The purpose of Honda’s creation, which was first unveiled to the public back in 2000, is to inspire youngsters to get involved in math and science, as well as to utilize its technology to assist people in real-world environments.
It appears its efforts are paying off, with the Japanese company this week announcing plans to test out the latest version of its Stride Management Assist device (SMAd), a lightweight, comfortable-looking piece of kit designed to help those with reduced walking ability.
Weighing just 2.4 kg (5.2 lb) and consisting of a small contraption that fits around the wearer’s waist with two braces that attach to their thighs, the SMAd certainly looks like a convenient solution for those in need of walking assistance.
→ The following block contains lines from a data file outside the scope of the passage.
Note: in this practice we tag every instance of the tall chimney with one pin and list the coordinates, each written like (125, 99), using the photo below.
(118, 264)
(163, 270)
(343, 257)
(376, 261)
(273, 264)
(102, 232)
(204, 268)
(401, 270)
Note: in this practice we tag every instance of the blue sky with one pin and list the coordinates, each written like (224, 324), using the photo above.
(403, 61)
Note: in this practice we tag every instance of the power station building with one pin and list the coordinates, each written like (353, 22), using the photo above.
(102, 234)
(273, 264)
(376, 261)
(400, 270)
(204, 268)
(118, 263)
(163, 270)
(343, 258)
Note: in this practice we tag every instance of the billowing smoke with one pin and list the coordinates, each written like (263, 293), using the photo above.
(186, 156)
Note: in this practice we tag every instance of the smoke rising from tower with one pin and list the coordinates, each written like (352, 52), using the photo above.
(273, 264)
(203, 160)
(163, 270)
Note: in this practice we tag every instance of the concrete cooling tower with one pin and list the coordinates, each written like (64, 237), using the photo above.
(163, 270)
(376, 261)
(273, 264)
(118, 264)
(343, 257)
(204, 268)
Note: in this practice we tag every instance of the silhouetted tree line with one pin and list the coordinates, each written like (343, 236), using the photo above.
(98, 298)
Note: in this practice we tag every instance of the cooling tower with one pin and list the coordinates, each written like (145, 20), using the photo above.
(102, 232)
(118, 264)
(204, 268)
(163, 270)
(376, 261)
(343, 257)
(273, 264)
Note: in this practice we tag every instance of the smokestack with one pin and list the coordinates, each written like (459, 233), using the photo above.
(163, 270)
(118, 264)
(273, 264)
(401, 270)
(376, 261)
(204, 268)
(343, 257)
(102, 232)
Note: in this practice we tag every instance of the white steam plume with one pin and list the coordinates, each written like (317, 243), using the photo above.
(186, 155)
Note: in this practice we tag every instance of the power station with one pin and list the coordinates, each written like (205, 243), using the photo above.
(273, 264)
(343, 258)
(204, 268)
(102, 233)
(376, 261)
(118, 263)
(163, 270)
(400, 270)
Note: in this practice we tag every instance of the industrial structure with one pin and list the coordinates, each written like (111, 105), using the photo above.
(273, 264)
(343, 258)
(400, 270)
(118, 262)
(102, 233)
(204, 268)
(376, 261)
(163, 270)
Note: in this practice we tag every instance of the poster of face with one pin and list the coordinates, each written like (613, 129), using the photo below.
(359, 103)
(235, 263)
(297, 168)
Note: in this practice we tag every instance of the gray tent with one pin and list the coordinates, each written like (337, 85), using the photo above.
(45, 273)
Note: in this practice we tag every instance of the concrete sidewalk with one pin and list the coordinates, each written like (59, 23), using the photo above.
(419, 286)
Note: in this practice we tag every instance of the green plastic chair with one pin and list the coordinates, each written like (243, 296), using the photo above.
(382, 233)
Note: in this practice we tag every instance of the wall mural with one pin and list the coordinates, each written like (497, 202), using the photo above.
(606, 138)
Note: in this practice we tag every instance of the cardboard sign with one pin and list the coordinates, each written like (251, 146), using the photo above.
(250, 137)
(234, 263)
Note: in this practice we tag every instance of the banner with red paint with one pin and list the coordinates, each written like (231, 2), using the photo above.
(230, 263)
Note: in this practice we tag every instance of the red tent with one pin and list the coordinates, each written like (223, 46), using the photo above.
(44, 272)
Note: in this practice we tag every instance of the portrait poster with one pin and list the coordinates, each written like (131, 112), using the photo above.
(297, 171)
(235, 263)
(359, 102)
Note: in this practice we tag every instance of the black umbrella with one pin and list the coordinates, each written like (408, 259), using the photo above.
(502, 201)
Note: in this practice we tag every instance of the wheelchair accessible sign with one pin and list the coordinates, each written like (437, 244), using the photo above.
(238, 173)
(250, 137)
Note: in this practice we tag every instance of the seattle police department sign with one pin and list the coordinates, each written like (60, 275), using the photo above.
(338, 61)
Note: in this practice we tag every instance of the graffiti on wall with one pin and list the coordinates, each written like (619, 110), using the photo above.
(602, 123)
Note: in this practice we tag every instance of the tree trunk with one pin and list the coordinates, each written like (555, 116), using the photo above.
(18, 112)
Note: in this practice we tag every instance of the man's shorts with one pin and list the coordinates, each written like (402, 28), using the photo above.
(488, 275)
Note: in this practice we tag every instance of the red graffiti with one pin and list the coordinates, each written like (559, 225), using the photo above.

The device operates using a motor powered by a Lithium-ion battery. At a constant speed of 2.8 mph (4.5 km/h), Honda says it should run for just over an hour, a length of time which seems barely enough for a trip to the supermarket. No doubt its engineers are looking at ways to boost the battery life, thereby avoiding the possibility of senior citizens seizing up mid-stride in the park or at the mall.
According to Ubergizmo, the SMAd works by analyzing the existing ability of the walker’s stride, boosting it to an appropriate level by giving extra power to the thighs, to which the braces are attached.
It can also monitor the user’s heartbeat in order to avoid sending the walker into an early grave should things get a little too energetic.
SMAd is being tested out in the field in August. If all goes well, Honda will likely look at ways to commercialize the device in the near future.